Despite its name, historical and epidemiological data cannot identify the geographic origin of the Spanish flu. This period was the end of the First World War. Wartime censorship had prevented the reporting of the disease in most countries. Spain remained neutral during the war. When the pandemic spread from France to Spain in 1918, newspapers were free to report the epidemic’s effects in Spain which created the impression that Spain was the center of the pandemic.

Origins of contagious diseases. Most experts agree on original causes for the spread of infectious diseases. According to Diamond crowd diseases could have arisen only with the build up of large, dense human populations. That build up began with the rise of agriculture starting about 10,000 years ago and then accelerated with the rise of cities starting several thousand years.
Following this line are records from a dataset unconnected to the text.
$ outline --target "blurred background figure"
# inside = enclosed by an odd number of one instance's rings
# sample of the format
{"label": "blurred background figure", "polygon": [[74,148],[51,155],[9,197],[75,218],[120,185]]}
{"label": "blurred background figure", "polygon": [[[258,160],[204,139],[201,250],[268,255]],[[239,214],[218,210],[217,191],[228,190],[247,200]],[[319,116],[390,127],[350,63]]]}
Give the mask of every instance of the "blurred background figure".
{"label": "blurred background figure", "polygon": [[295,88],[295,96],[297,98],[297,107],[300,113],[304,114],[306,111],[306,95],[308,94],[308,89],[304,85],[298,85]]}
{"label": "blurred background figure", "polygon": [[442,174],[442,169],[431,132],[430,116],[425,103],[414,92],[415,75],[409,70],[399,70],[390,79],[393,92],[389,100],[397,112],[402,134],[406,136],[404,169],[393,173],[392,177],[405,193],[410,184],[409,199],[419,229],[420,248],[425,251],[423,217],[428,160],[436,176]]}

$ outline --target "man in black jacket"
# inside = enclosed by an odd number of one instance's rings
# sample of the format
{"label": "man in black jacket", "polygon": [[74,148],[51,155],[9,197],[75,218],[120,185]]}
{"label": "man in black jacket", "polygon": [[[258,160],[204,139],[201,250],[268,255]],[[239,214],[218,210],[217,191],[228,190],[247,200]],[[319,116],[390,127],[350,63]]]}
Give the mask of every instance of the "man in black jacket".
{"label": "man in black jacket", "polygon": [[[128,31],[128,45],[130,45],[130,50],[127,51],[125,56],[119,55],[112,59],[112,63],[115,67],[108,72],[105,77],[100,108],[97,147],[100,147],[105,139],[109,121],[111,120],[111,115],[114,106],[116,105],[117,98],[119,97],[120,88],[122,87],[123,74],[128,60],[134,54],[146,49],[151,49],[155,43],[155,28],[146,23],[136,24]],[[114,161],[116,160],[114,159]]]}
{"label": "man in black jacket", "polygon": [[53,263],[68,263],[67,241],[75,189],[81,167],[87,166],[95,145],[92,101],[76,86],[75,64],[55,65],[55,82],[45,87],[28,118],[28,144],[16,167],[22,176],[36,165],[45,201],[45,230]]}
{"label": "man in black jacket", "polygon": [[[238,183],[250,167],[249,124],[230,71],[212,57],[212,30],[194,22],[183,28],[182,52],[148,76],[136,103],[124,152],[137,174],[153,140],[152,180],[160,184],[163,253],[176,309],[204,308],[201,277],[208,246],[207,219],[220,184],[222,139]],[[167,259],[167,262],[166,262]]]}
The first attested dates for many familiar infectious diseases are recent – considering again that agriculture began 10,000 years ago. Those landmark dates are around 1600 B.C. for smallpox as deduced from pockmarks on an Egyptian mummy; 400 B.C. for mumps; 200 B.C. for leprosy; 1840 A.D.for epidemic polio and 1959 A.D. for AIDS.

Agriculture sustains a much higher human population density than the hunting-gathering lifestyle. Hunters-gatherers also frequently shift camp and leave behind their own pile of feces with accumulated microbes and worm larvae. But farmers are sedentary and live among their own sewage thus providing microbes with a short path from one person’s body to another’s drinking water.

Cities bring many people into close contact making it easier for disease carrying microbes to circulate especially among poor people crowded together in unsanitary conditions. Arno Karlen in his book Man and Microbes : Disease and Plagues in History and Modern Times said, “...as farmers and villagers began crowding into cities, this immunologically virgin mass offered a feast to germs lurking in domesticated animals, waste, filth and scavengers.”

SARS began with a virus that originated from animals. According to Karlen, human beings contracted 65 diseases from dogs, 45 diseases from cattle and 35 diseases from horses. Both Karlen and Diamond, in their books, wrote that measles came either from dogs or cattle, tuberculosis from cattle, influenza and flu from pigs and ducks, common cold from horses, malaria from mosquitoes, scarlet fever and typhus bubonic plague from fleas, and AIDS from chimpanzees. There is speculation that the origin of COVID-19 came from the wildlife market of Wuhan. It is, however, evident that contagious diseases are partly the result of germs evolving from the intimacy  of human beings with animals. Another cause is that it is the result of certain animals being a part of the diet of human beings.

History, globalization and pandemics

Pandemics have altered the course of world history. The deaths of an estimated 90 million inhabitants in the New World practically wiped out the native population in the Americas. This led to the Europeanization of North and South America unlike Asia where the native populations and their civilizations continued to flourish.

Today, because of globalization and technology, people, goods and germs are transported more easily, more rapidly and frequently than ever before. In the past centuries, it took decades before a contagious disease could become a pandemic. In the last century it took only a few years. Today, there is real fear that the whole process could happen in a matter of months. Modern media has made the world a single village so that a single event in Hong Kong or California could seem to us in the Philippines as a neighborhood event. Pandemics also bring about changes in human behavior. The worldwide campaign for safe sex is the offshoot of the AIDS pandemic.

Ideally, this coronavirus pandemic should be tackled by a coordinated, international effort. Unfortunately the two potential global leaders – China and the United States are not trusted by most of the world.

We can only hope that the cure for COVID-19 will come soon. In the meantime we can only pray that the inner strength of the Filipino will survive this test.